Publié le par Rosalie210

Alfred Hitchcock (1934)

L'Homme qui en savait trop (The Man who knew too much)

Alfred HITCHCOCK fait partie des quelques cinéastes qui ont réalisé un remake de l'un de leur propres films. "L'homme qui en savait trop" existe donc en deux versions, l'une anglaise datée de 1934 et l'autre américaine, réalisée 22 ans plus tard. La première version, inégale, ressemble à une ébauche du film de 1956. Les éléments essentiels du puzzle sont déjà en place (thriller d'espionnage sur fond de crise de couple) mais ils ne sont pas aussi développés que dans le remake américain, notamment en ce qui concerne les scènes intimistes, trop rapidement traitées. L'identité européenne du film est en revanche plus forte et en phase avec le contexte historique de l'époque.
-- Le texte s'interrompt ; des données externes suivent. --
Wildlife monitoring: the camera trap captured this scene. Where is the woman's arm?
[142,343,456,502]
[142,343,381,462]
Outre le Royal Albert Hall de Londres et l'espion français (interprété dans la version de 1934 par Pierre FRESNAY), le film commence dans les Alpes suisses et fait un détour symbolique par l'Allemagne au travers du personnage joué par Peter LORRE qui s'est exilé en Angleterre après l'arrivée de Hitler au pouvoir à l'instar de Fritz LANG qui est alors en France et à qui Alfred HITCHCOCK rend ainsi hommage (en plus d'évidents emprunts à l'expressionnisme). Et si la crise du couple Lawrence n'est pas aussi approfondie que celle du couple McKenna, elle est évoquée avec moins de puritanisme. Louis Bernard est un séducteur qui tourne autour de Jill Lawrence (Edna BEST) au grand dam de son mari jaloux (Leslie BANKS), lequel espère redorer son blason viril en menant seul l'enquête et obligeant sa femme à l'attendre. Sauf qu'au final, non seulement l'attentat est déjoué par le cri de Jill (comme dans la version américaine) mais celle-ci est une championne de tir qui parvient à abattre le tueur au moment où il allait s'emparer de leur fille.

En dépit de ses imperfections, "L'homme qui en savait trop" marque un tournant dans la filmographie hitchcockienne de par sa maîtrise technique des effets de suspense et dans la manière dont il s'en sert pour jouer avec le spectateur. Le film regorge de scènes de bravoure très réussies (le meurtre de l'espion, la scène chez le dentiste, la bagarre dans l'église, le concert, le siège et l'assaut final). Reste à les lier ensemble de façon plus convaincante pour construire un récit cohérent qui fasse sens.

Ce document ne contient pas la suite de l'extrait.